We see headlines addressing the continued pressure law enforcement encounters.

“Nearly 100 Dallas Officers Quit…”[1], “Indiana town left without a police department after every

officer quits…” [2]

Law Enforcement must confront evil and some of the most horrible scenes of human abuse to perform their calling as “ministers for good.” As public safety chaplains, we want to recognize the heroes in plain sight and stand at post with our brothers and sisters in arms as we support them and their families. To stay alive they often must make split second decisions where their lives are at risk. Then they must endure the attacks of those they serve, who may have biased views as result of some journalists distorting events , or sensationalizing stories in order to sell papers or boost ratings.

We can all pray for them to have heroic strength to withstand the media distortions, and for God to reveal the truth. They need us to pray for the safety of their family as well, even after the truth is revealed. So often the press reports only negativity and the uninformed public may echo more negativity. But, we serve heroes, extending tender mercies that often go unrecognized. [3]

In all facets of public safety, workers need us to pray for God to intervene, archive the recurring trauma and visuals, and bring healing to their soul. Their call to put away evil can be overwhelming. Suffering in silence is not the hero's burden to bear alone.

God calls and anoints people into places of authority to achieve His purposes. We need to serve them as the heroes they are, and support them as they continue on the job, so that evil people do not have free reign in our communities. Often as chaplains, we are with our heroes and see some of the same visuals they see in daily service. Often the officers are called upon to witness inhumane tortures, dismemberment, blood drenched scenes of cruelty, hate, and evil.
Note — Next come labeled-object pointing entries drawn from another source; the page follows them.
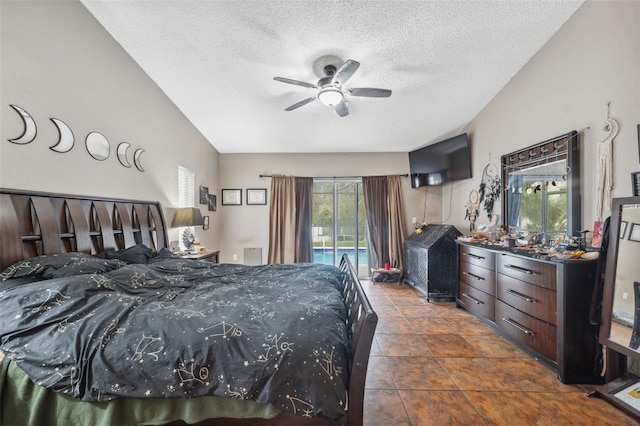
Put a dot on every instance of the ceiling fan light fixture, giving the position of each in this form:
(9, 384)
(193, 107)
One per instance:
(330, 96)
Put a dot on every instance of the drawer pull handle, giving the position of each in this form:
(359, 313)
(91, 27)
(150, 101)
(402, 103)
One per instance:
(519, 295)
(475, 256)
(518, 326)
(519, 269)
(473, 299)
(475, 277)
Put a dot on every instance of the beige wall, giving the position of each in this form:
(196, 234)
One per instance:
(592, 60)
(57, 61)
(64, 65)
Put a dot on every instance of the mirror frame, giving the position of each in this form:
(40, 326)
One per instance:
(610, 278)
(561, 147)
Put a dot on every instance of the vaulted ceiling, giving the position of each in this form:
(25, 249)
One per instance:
(443, 60)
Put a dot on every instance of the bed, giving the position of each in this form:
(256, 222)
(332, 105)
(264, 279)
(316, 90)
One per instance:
(101, 324)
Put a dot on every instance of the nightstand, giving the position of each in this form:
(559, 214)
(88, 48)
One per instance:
(207, 256)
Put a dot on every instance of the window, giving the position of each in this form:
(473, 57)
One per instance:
(339, 222)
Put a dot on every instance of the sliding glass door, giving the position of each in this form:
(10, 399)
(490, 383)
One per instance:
(339, 223)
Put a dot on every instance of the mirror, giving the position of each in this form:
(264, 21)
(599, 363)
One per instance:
(620, 328)
(542, 189)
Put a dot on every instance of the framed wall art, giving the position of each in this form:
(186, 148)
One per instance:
(623, 229)
(256, 196)
(231, 197)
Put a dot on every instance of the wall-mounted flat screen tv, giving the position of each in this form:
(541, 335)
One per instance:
(441, 162)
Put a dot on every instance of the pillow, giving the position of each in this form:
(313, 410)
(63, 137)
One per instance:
(134, 254)
(58, 265)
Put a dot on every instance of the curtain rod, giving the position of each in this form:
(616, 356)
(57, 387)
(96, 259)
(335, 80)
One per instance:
(334, 177)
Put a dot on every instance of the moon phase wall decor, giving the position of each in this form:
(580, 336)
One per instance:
(96, 143)
(30, 130)
(136, 159)
(98, 146)
(66, 140)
As they see evil’s ugly face, often it wounds their soul in trauma and moral injury. Some have shared that it will be at months before sleep returns without involuntary recalls of the visuals stuck in their minds. Some may not fully recover and may find their life and career in public safety and law enforcement is at risk.

We should all recognize the heroes in plain sight. We need more headlines highlighting the tender mercies that public safety officers extend to those they are sworn to serve and protect. We must be faithful to support the heroes we serve. We must also be faithful to model godly living in our service to them. We can bless those we serve, so they will have confidence that we serve the greatest Hero of all. In Psalm 16:3(NLT), The psalmist David writes, “The godly people in the land are my true heroes! I take pleasure in them!”

Here in the middle of this psalm focused on God’s faithfulness, David paused to reflect on particular people he admired. These were his “true heroes.” The Hebrew word here often is translated “nobles” or “the mighty.” Clearly, these people were different. They stood out from the crowd.

David was not fooled by the outward appearance of those who might appear to prosper. David realized he could trust in God, for the Lord was his inheritance and a cup of blessing. It was in this context that David commented about his “true heroes”—godly people in whom he took pleasure. These were people who provided examples for him, heroes in plain sight. He admired their service and appreciated it.

All of us need heroes in our lives—godly examples we can emulate. As we are chaplains serving chaplains, we can all seek to be a godly example to others. Our faith can shine in an authentic and transparent way. We can live in such a way to give God the glory, so that when we serve, others see sincere devotion in us and want to be like our God as the Hero we follow. Share with the heroes in plain sight that we serve and encourage appreciation to those in public safety who have been heroes in plain sight to you.